Re: how to minimize interrupt latency using interrupt affinity in



Could it delay it by 1.5ms though? All the interrupt does is store the
processor context on the stack and call the interrupt vector - no matter how
many threads are running. Even if the system idle thread is running the
result should be the same as when there are many high priority threads
scheduled to run...

Philip

"Scott Noone" wrote:

You're correct, your interrupt will interrupt any thread executing on the
processor. However, the overhead of scheduling and dispatching on the
processor could delay your interrupt from being delivered.


-scott

--
Scott Noone
Software Engineer
OSR Open Systems Resources, Inc.
http://www.osronline.com


"pgruebele" <pgruebele@xxxxxxxxxxxxxxxxxxxxxxxxx> wrote in message
news:68AE9531-67DD-47F4-8E0A-0B41B02DB98C@xxxxxxxxxxxxxxxx
This is Vista with the latest bits.

It should not be necessary to change thread/process affinity since
interrupts pre-empt all threads, including realtime priority threads. It
is
my understanding that no matter what threads are running on the system,
interrupts are serviced at a level that is higher than any scheduler
managed
threads...

Philip

"Scott Noone" wrote:

As long as threads can still be scheduled on the processor then there can
be
activity on that processor. Are you also changing the affinity of all
threads so that nothing is scheduled on that proc?

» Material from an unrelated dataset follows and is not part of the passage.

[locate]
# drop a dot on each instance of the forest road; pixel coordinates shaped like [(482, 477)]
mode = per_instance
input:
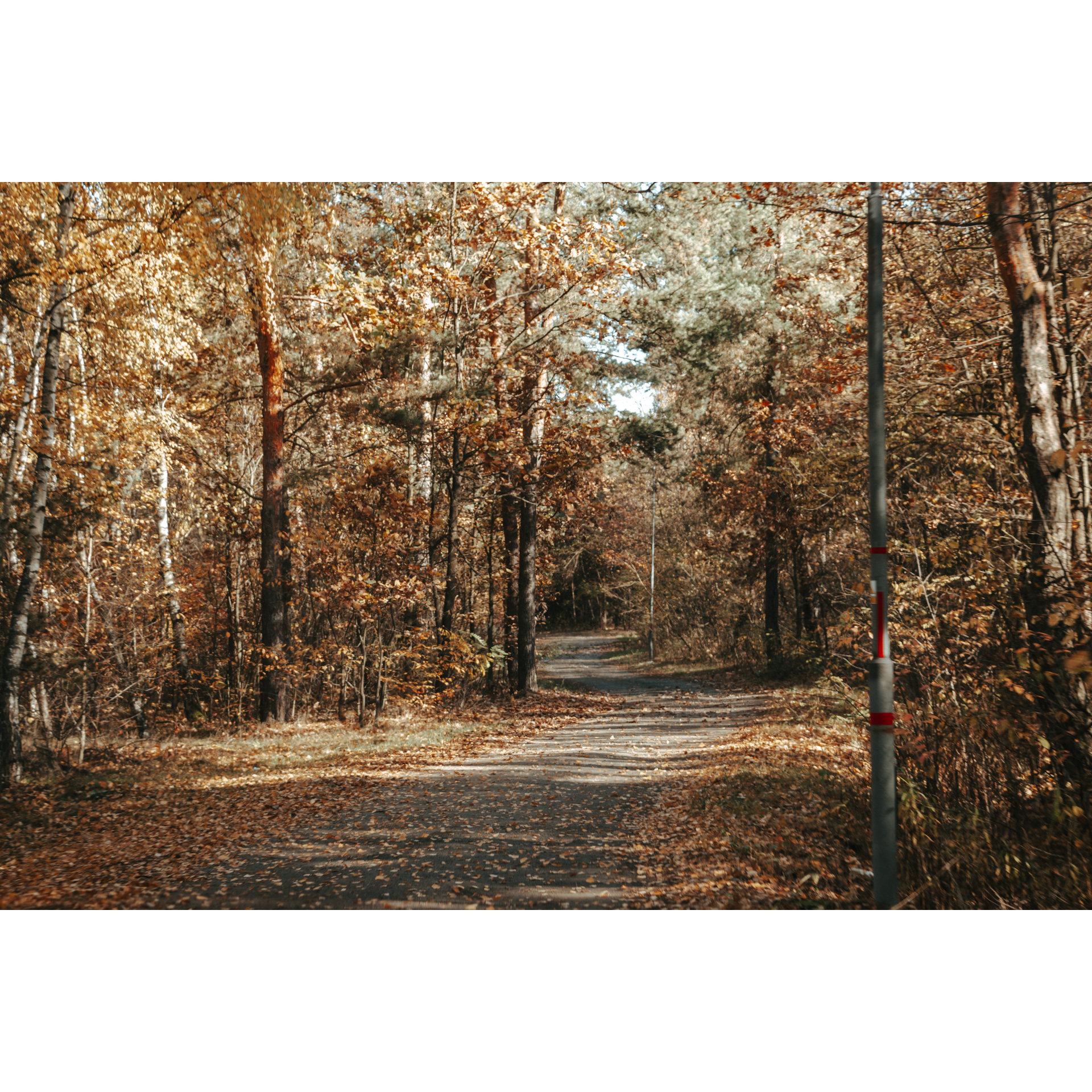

Out of curiosity, which O/S is this?



--
Scott Noone
Software Engineer
OSR Open Systems Resources, Inc.
http://www.osronline.com


"pgruebele" <pgruebele@xxxxxxxxxxxxxxxxxxxxxxxxx> wrote in message
news:5F8A1548-16E3-4824-A247-D35716477489@xxxxxxxxxxxxxxxx
Thanks

The thing is that:

1. doing disk activity such as searching for files greatly increases
this
interrupt jitter but this would not cause increases in SMIs, right? So
SMIs
don't appear to be the culprit. Other things like tcp traffic seem to
have a
similar effect as disk activity.

2. CLI/IF is processor/core specific right? If all ISRs except for
mine
run
on core 0, then they can only disable interrupts for that core... So
other
drivers can't really be causing this (I have verified 100% that only my
driver raises interrupt on core 2).

3. the jitter can reach up to >1.6ms which seems like an awfuly long
time.
Since it happens mainly with system load (not just CPU load since
interrupts
have priority over all threads...), this means that device driver
ISR/DPC
acticity must somehow be causing this indirectly. The question is why?

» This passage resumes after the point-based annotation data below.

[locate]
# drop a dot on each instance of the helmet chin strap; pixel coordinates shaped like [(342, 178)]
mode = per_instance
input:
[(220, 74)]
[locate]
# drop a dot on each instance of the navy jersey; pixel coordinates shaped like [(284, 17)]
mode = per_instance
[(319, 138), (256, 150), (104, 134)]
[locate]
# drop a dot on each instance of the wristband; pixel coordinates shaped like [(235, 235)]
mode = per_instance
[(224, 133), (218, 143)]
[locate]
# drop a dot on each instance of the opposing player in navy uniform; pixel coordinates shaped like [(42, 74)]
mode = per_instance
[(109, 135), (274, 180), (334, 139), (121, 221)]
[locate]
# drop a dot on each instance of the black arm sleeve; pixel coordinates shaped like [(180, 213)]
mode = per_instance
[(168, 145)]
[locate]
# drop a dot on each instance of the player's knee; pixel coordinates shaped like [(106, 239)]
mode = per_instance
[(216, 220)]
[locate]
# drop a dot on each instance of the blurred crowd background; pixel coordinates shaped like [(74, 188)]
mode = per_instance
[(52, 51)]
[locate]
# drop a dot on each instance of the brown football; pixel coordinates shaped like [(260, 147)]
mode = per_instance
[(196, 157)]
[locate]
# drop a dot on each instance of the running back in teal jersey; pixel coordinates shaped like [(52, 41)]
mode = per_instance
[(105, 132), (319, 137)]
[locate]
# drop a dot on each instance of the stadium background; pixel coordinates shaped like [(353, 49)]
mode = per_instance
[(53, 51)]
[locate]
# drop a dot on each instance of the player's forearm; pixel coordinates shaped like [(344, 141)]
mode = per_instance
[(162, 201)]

My application is actually soft-realtime so it can cope with these
timing
errors OK. The problem is that when the system gets loaded, this
interrupt
jitter becomes so large and frequent that it causes me to have to
re-measure
too much data. I don't expect hard realtime performance. I just want
to
understand why things are behaving as badly as they are given the
configuration I created...

Thanks

Philip

"Scott Noone" wrote:

"I can therefore say with some certainty that the problem must lie
with
either the kernel or interrupt hardware "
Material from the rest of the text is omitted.